Dream team still undercover

The volunteer group which wants to run Jack Pine Hill during the upcoming ski season isn’t ready yet to identify itself, Coun. Dave Mendicino says.
The volunteer group which wants to run Jack Pine Hill during the upcoming ski season isn’t ready yet to identify itself, Coun. Dave Mendicino says.

Several weeks ago Marc Charron, chairman of the North Bay-Mattawa Conservation Authority, had told council a “dream-team” had come forward offering to take over operations of the ski hill.

No sense
Names of the team members have been withheld, though, until they’re ready to go public.

“They’re in the process of getting corporate partners, they’re in the process of preparing a business plan, which is almost finished,” said Coun. Dave Mendicino, following Monday night’s city council meeting.

Mendicino said there’s “no sense” in the group coming forward unless “all that information” is available.

“Let’s face it, it’s going to be the media that’s going to be out there front and centre asking a lot of questions,” Mendicino said, “and they want to have all the answers, and certainly I can’t fault them for that.”

Cost allocations
Mendicino, a council representative on the authority, said the group wants to run the ski-hill in a “business-like” way.

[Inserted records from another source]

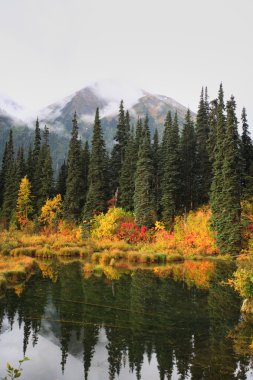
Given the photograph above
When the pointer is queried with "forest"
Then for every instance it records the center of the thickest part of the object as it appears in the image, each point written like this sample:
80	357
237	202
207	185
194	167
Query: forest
146	184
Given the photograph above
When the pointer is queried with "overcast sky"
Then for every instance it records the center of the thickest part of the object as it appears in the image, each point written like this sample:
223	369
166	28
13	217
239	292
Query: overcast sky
51	48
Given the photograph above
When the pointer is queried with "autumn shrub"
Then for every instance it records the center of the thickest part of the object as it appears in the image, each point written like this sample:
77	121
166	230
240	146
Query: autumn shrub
131	233
194	235
23	251
51	214
107	225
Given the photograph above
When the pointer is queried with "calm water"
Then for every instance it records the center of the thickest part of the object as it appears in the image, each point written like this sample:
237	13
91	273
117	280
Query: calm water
134	326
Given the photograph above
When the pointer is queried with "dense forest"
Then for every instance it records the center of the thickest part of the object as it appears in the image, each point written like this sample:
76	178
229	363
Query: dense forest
205	162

Council attended to a little ski-hill business of its own during the meeting, $112,000 to the authority to cover the operating shortfall for Jack Pine for the 2003-2004 season.

City chief financial officer Brian Rogers stated in a report that he’d check all the cost allocations and found them to be “reasonable.”

In the past
As well council will forward $38,000 to the authority to cover the cost of preparing ski hill operations for the upcoming season.

Without spending that money, Mayor Vic Fedeli said, the ski hill will be unable to reopen.

Coun. Maureen Boldt said while she supports keeping the ski hill going, the public still wants to know the circumstances leading up to the authority’s $5.4 million debt.

“I’m definitely supporting the ski hill, but the information has to come back to council and the public about what happened in the past,” Bolt said.

“I think the public wants to know and has a right to know, and I want to know so we can share that with them.”

Bad time
She added council had already passed a motion calling for the authority to request a forensic audit and judicial inquiry. The authority instead assembled a volunteer group of financial specialists to examine the books and make recommendations on where to go next.

The group will likely now present its report sometime next month, Mendicino said, rather than the original deadline sometime this month.

“They’ve asked for more time because it’s a bad time of the year as far as the summer goes,” Mendicino said.

“A lot of them have been on vacation at different times so they haven’t been able to meet a lot as a group as a whole, I’m certainly hoping by the middle of September we’ll see something, and that’s the target date they’re working with.”